Derek Headly (1908 – 11 March 1998) was a British colonial administrator who was British Adviser of Kelantan from 1953 to 1957. He served with Force 136, a branch of Special Operations Executive, in Malaya during the Japanese occupation.

== Early life and education ==
Headly was born in 1908, the son of L. C. Headly of Woodhouse Eaves, Leicestershire. He was educated at Repton School and Corpus Christi College, Cambridge.

== Career ==
Headly joined the Malayan civil service in 1931. He first served with the Retrenchment Committee before he was transferred to the post of private secretary to the Chief Secretary of the Federated Malay States. In 1933 he was seconded for service in Terengganu; in 1936 he served as assistant adviser in Johore and Muar, and in 1937 was appointed to act as District Officer, Pekan. Later, he was seconded to the Palestine Mandate where he served from 1938 to 1944.

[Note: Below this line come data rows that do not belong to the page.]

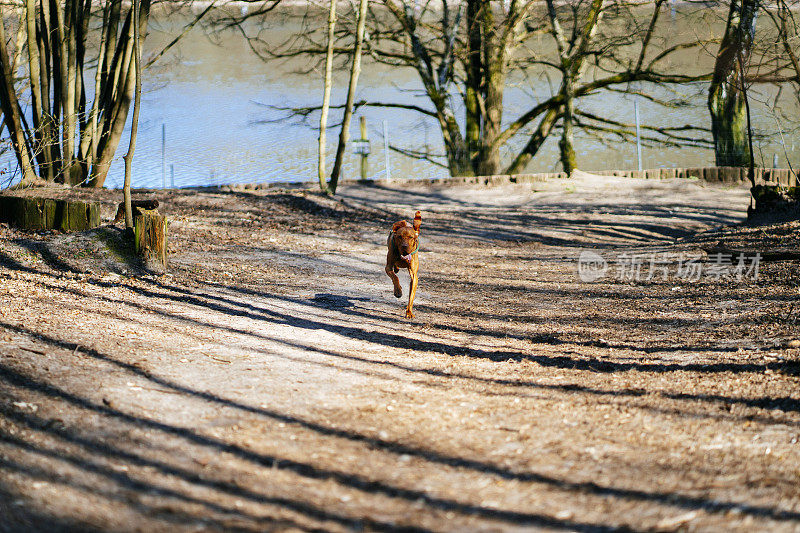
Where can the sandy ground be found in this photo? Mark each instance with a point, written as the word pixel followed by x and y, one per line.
pixel 269 382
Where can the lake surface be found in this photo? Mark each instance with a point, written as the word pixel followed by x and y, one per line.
pixel 208 101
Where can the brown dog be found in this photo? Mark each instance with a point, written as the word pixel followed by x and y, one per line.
pixel 403 244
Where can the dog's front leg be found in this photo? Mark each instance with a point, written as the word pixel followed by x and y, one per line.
pixel 412 289
pixel 398 290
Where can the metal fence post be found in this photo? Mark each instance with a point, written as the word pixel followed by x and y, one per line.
pixel 386 150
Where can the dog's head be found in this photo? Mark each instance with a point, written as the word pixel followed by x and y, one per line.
pixel 406 236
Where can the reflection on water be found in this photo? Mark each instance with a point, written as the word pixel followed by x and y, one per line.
pixel 210 101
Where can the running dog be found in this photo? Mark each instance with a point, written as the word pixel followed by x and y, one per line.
pixel 403 244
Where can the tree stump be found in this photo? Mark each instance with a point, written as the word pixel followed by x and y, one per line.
pixel 44 213
pixel 150 239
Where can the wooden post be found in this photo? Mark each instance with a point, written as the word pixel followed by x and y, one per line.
pixel 364 154
pixel 150 240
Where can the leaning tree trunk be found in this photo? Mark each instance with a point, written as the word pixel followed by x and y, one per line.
pixel 326 98
pixel 135 122
pixel 726 96
pixel 344 134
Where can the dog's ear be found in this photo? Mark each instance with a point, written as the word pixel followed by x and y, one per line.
pixel 398 225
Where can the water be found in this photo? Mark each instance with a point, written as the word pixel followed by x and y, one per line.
pixel 211 99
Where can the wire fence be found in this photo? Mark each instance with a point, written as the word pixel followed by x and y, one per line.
pixel 229 145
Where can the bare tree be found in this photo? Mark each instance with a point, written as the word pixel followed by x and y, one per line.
pixel 137 97
pixel 69 139
pixel 355 70
pixel 465 52
pixel 727 100
pixel 326 98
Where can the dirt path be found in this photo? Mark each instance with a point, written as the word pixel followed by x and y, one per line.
pixel 271 383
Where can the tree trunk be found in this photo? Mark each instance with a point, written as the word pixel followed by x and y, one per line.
pixel 326 98
pixel 726 99
pixel 150 239
pixel 137 93
pixel 10 107
pixel 344 134
pixel 566 144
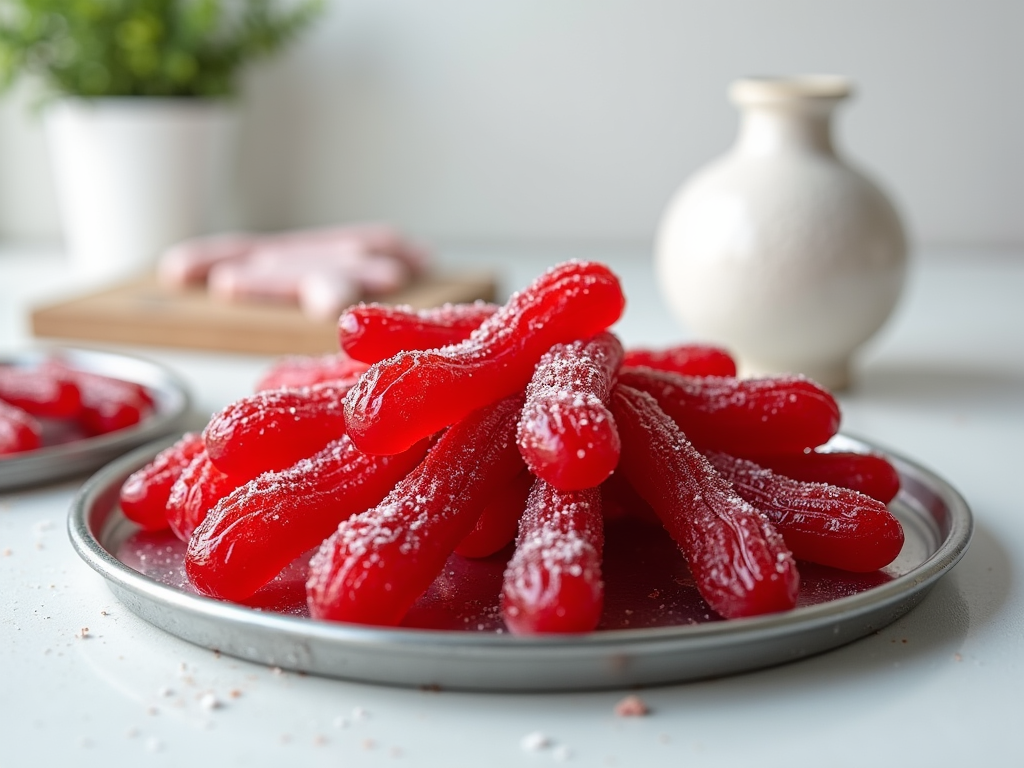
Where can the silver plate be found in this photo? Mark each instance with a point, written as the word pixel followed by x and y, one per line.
pixel 88 454
pixel 835 609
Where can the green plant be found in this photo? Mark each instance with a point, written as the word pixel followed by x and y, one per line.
pixel 143 47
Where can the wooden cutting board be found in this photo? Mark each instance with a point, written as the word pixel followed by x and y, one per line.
pixel 145 312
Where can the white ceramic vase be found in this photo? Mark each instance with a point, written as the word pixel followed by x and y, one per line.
pixel 136 174
pixel 780 250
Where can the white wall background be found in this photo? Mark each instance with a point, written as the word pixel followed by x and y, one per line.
pixel 542 121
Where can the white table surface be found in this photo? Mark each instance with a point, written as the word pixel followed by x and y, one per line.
pixel 943 384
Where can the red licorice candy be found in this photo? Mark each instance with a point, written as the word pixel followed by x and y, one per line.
pixel 686 359
pixel 144 495
pixel 553 582
pixel 867 473
pixel 271 430
pixel 246 540
pixel 18 431
pixel 375 332
pixel 195 493
pixel 298 371
pixel 820 523
pixel 566 433
pixel 415 393
pixel 40 392
pixel 740 564
pixel 499 522
pixel 378 562
pixel 742 417
pixel 108 403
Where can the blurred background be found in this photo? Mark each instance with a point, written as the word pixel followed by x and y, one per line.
pixel 572 121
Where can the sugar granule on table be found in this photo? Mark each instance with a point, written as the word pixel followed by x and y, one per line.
pixel 535 741
pixel 632 707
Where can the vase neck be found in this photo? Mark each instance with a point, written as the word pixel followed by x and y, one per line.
pixel 787 114
pixel 803 127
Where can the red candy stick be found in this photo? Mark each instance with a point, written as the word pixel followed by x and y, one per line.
pixel 109 404
pixel 413 394
pixel 621 501
pixel 377 563
pixel 271 430
pixel 742 417
pixel 500 519
pixel 740 564
pixel 145 493
pixel 297 372
pixel 258 528
pixel 18 430
pixel 866 473
pixel 46 394
pixel 553 582
pixel 820 523
pixel 376 332
pixel 687 359
pixel 566 434
pixel 195 493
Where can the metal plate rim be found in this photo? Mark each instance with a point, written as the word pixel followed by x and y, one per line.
pixel 86 455
pixel 887 601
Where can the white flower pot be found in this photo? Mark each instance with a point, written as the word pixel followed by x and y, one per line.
pixel 780 250
pixel 135 174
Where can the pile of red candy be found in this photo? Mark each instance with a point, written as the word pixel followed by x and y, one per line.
pixel 465 428
pixel 78 403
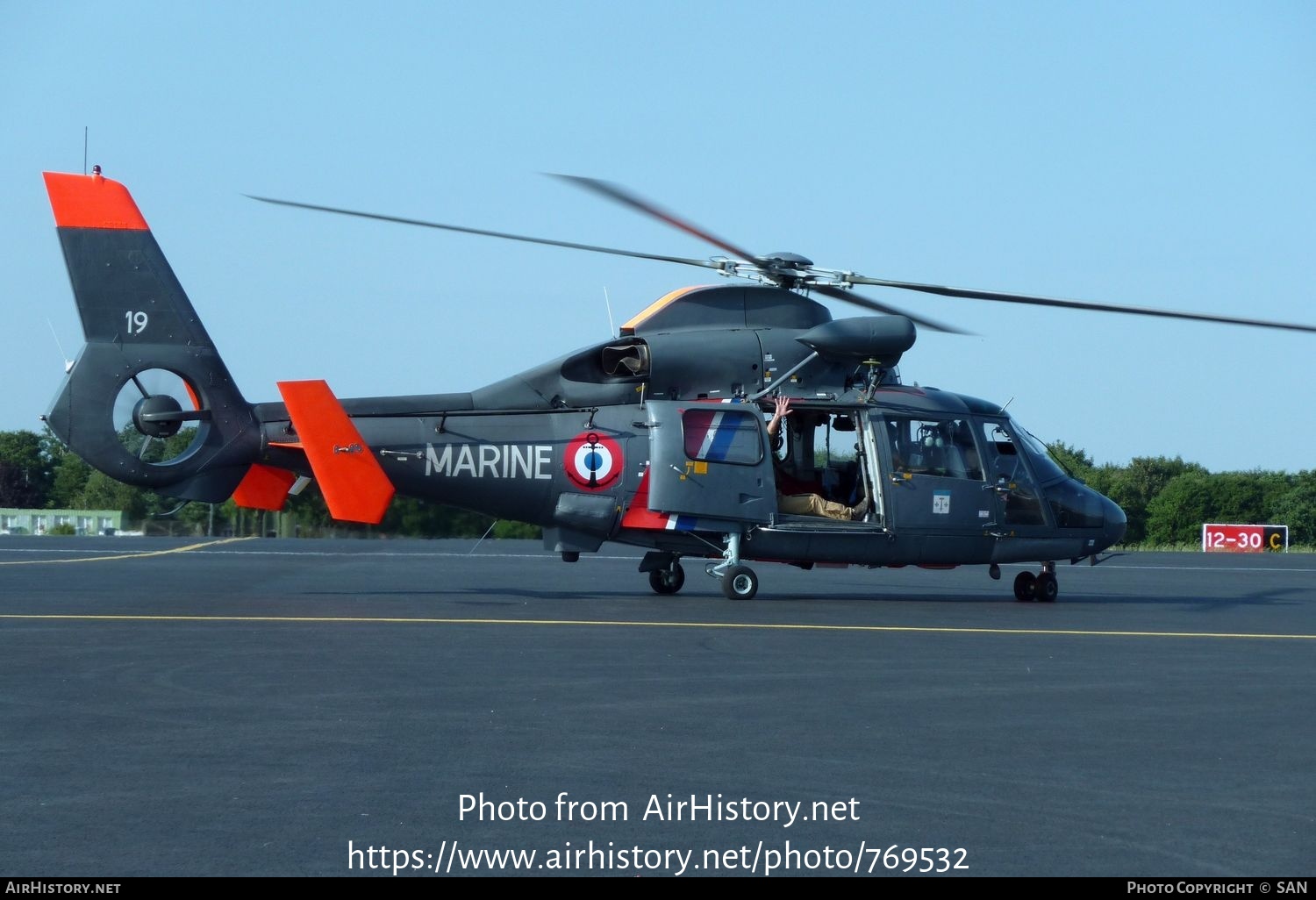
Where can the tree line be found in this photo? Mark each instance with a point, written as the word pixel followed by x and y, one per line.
pixel 1166 500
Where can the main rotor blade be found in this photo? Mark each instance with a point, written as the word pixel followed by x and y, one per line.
pixel 702 263
pixel 840 294
pixel 626 197
pixel 1076 304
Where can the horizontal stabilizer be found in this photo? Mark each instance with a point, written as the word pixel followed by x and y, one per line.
pixel 265 487
pixel 354 486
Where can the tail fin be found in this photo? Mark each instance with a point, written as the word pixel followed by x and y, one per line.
pixel 137 318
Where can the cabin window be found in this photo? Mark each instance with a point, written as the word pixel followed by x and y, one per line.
pixel 723 436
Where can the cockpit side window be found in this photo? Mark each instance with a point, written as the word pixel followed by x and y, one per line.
pixel 926 446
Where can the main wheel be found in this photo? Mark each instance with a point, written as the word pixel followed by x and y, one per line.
pixel 668 581
pixel 740 583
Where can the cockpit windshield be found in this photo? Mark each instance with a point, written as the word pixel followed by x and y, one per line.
pixel 1048 470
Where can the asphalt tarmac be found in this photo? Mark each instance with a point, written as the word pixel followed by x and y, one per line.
pixel 441 708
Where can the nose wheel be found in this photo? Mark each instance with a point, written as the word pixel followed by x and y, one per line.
pixel 740 583
pixel 1042 587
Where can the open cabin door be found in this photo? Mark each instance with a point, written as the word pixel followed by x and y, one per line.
pixel 710 460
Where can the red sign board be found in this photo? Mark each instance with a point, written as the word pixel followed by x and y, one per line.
pixel 1244 539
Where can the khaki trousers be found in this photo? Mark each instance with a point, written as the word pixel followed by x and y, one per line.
pixel 811 504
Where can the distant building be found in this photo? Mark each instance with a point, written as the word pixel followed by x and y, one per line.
pixel 41 521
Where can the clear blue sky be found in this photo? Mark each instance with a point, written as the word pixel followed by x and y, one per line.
pixel 1157 154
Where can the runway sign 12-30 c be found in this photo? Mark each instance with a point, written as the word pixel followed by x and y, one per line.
pixel 1244 539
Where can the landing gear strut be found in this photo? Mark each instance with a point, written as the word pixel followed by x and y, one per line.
pixel 1042 586
pixel 739 582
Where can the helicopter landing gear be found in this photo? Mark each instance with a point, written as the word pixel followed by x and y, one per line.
pixel 668 581
pixel 1042 587
pixel 739 582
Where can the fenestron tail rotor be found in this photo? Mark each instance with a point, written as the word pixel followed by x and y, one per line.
pixel 157 413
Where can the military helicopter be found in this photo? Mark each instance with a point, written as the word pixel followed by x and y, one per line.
pixel 657 439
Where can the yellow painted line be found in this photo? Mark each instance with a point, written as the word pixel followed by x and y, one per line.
pixel 126 555
pixel 584 623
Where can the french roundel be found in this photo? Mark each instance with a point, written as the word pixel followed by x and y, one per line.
pixel 592 461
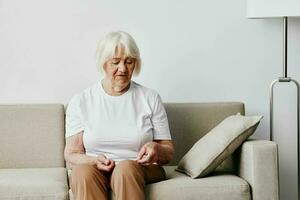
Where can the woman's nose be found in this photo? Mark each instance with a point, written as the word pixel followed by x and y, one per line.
pixel 122 67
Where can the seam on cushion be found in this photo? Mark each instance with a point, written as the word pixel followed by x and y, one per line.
pixel 211 161
pixel 22 196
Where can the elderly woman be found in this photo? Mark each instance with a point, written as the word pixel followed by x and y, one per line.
pixel 117 132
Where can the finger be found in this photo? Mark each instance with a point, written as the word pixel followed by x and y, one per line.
pixel 144 159
pixel 103 167
pixel 102 158
pixel 141 153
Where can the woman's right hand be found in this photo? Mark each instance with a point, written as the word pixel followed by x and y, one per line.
pixel 104 164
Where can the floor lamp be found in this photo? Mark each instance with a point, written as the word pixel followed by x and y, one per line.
pixel 279 9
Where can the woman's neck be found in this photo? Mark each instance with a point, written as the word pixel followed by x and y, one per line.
pixel 113 89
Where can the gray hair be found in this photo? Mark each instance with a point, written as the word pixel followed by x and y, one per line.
pixel 107 47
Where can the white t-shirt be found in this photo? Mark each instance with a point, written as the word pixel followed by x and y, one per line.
pixel 117 126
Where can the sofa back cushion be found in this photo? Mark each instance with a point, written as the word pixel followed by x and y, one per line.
pixel 31 136
pixel 190 121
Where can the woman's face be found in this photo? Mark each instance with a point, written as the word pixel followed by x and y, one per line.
pixel 119 69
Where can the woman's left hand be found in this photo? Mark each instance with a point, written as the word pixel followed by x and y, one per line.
pixel 148 154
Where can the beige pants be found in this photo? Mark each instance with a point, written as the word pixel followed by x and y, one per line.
pixel 127 181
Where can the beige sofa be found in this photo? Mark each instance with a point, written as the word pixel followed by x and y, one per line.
pixel 32 165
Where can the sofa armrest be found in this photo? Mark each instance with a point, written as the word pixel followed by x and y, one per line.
pixel 258 165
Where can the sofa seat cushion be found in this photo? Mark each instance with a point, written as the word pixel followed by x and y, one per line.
pixel 217 186
pixel 33 184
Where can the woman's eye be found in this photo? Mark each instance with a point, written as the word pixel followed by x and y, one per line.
pixel 129 61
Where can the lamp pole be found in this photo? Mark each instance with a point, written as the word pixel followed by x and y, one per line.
pixel 284 78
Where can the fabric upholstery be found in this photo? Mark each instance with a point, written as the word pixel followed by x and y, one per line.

In 1944, he joined the military service. He was recruited into Force 136, a branch of Special Operations Executive in the Far East after receiving commando training from the British military in England, and was infiltrated into Japanese occupied Malaya in April 1945. Selected for his knowledge of Malaya gained while serving as a colonial officer, he along with several other agents were tasked with recruiting and training Malayans to operate as resistance fighters. He led Operation Multiple with the objective of establishing a guerrilla base in Lower Pahang and Negeri Sembilan but was hindered by the Chinese MPAJA who opposed the establishment of an organised resistance movement by the Malay population while seeking to control resistance against the Japanese themselves. As a result, Headly failed to establish a base in the designated area and was able to recruit only a handful of Malay guerrillas. He rose to the rank of lieutenant colonel; was mentioned in dispatches, and wrote a book about his experiences.

After the war, he was attached to the British Military Administration in Malaya. From 1949 to 1953, he was British Resident of North Borneo, and from 1953 to 1957 served as British Adviser, in Kelantan.

After retiring from the Malayan civil service in 1957, he joined the family firm of Vipan & Headly Ltd in Leicester, which manufactured dairy equipment, metalware and utensils, serving as a director until the firm closed in 1964. From 1966 to 1977, he was Midlands Secretary of the Independent Schools Careers Organisation.

== Personal life and death ==
Headly married Joyce Freeman in 1946 and they had a son and a daughter. Headly was appointed officer the Order of St John (OStJ). During the 1930s, he served as an officer in the Federated Malay States Volunteer Force.

Hedley died on 11 March 1998 in Somerset, aged 89.

== Honours ==
Hedley was appointed Companion of the Order of St Michael and St George (CMG) in the 1957 Birthday Honours.